Once you have cloned the repository, initialize your Terraform workspace, which will download and configure the providers.

$ terraform init
$ terraform plan

Provision the EKS cluster

Run terraform apply and review the planned actions.

Your terminal output should indicate the plan is running and what resources will be created. This process should take approximately 10 - 15 minutes. Upon successful application, your terminal prints the outputs defined in outputs.tf.

Configure kubectl

Run the following command to retrieve the access credentials for your cluster and automatically configure kubectl.

$ aws eks --region $(terraform output -raw region) update-kubeconfig --name $(terraform output -raw cluster_name)

Deploy and access Kubernetes Dashboard

Deploy Kubernetes Metrics Server

While we can deploy the Kubernetes metrics server and dashboard using Terraform, kubectl is used so we don't need to configure our Terraform Kubernetes Provider.

Download and unzip the metrics server by running the following command.

$ wget -O v0.3.6.tar.gz https://codeload.github.com/kubernetes-sigs/metrics-server/tar.gz/v0.3.6 && tar -xzf v0.3.6.tar.gz
$ kubectl apply -f metrics-server-0.3.6/deploy/1.8+/
$ kubectl get deployment metrics-server -n kube-system

Deploy Kubernetes Dashboard

The following command will schedule the resources necessary for the dashboard.

$ kubectl apply -f https://raw.githubusercontent.com/kubernetes/dashboard/v2.0.0-beta8/aio/deploy/recommended.yaml

Now, create a proxy server that will allow you to navigate to the dashboard from the browser on your local machine. This will continue running until you stop the process by pressing CTRL + C.

$ kubectl proxy 

You should be able to access the Kubernetes dashboard here.

Authenticate the dashboard

To use the Kubernetes dashboard, you need to create a ClusterRoleBinding and provide an authorization token. This gives the cluster-admin permission to access the kubernetes-dashboard. Authenticating using kubeconfig is not an option.

In another terminal (do not close the kubectl proxy process), create the ClusterRoleBinding resource.

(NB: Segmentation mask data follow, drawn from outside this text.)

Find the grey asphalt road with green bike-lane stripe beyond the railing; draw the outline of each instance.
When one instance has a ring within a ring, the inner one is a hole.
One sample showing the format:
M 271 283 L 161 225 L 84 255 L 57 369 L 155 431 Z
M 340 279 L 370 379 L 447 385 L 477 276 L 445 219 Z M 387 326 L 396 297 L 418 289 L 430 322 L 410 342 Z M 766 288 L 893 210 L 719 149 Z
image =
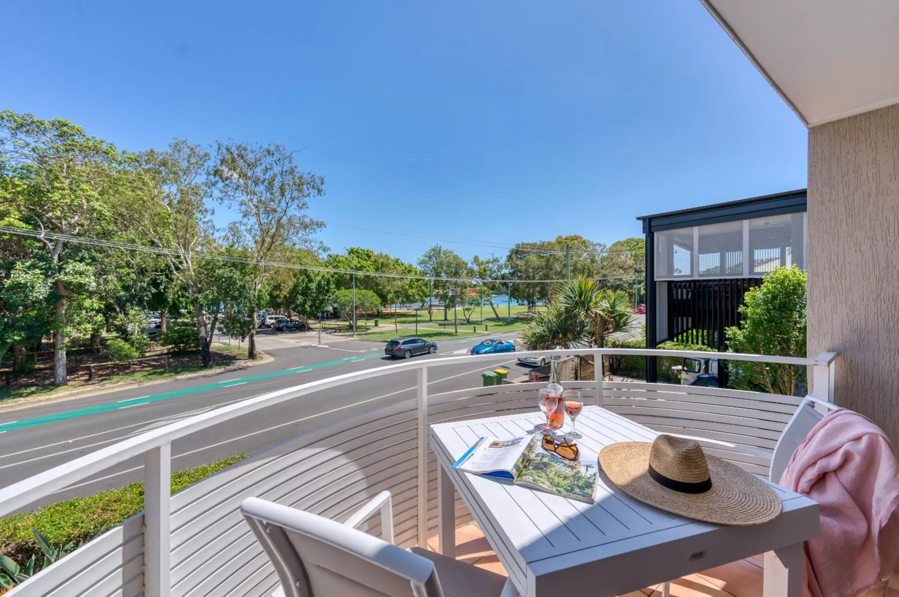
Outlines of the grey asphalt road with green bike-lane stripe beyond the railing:
M 510 340 L 514 336 L 514 333 L 508 333 L 493 337 Z M 414 359 L 464 353 L 477 342 L 476 338 L 441 342 L 436 355 L 422 355 Z M 383 343 L 359 340 L 334 342 L 327 348 L 297 346 L 276 349 L 268 351 L 274 357 L 273 362 L 247 370 L 0 413 L 0 486 L 31 477 L 115 441 L 218 406 L 315 379 L 396 362 L 386 357 L 383 350 Z M 479 365 L 474 362 L 446 365 L 429 371 L 429 391 L 436 394 L 479 387 L 481 372 L 498 367 L 501 363 L 510 368 L 510 377 L 528 370 L 515 361 L 513 353 L 508 359 L 489 365 L 483 362 Z M 354 382 L 265 408 L 174 441 L 172 468 L 181 470 L 234 454 L 263 450 L 338 418 L 413 398 L 415 384 L 414 371 L 406 371 Z M 29 509 L 140 480 L 142 467 L 142 459 L 131 459 L 32 503 Z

$ kubectl apply -f https://raw.githubusercontent.com/hashicorp/learn-terraform-provision-eks-cluster/master/kubernetes-dashboard-admin.rbac.yaml

Then, generate the authorization token.

$ kubectl -n kube-system describe secret $(kubectl -n kube-system get secret | grep service-controller-token | awk '{print $1}')

Clean up your workspace

Remember to destroy any resources you create once you no longer need them. Run the destroy command and confirm with yes in your terminal.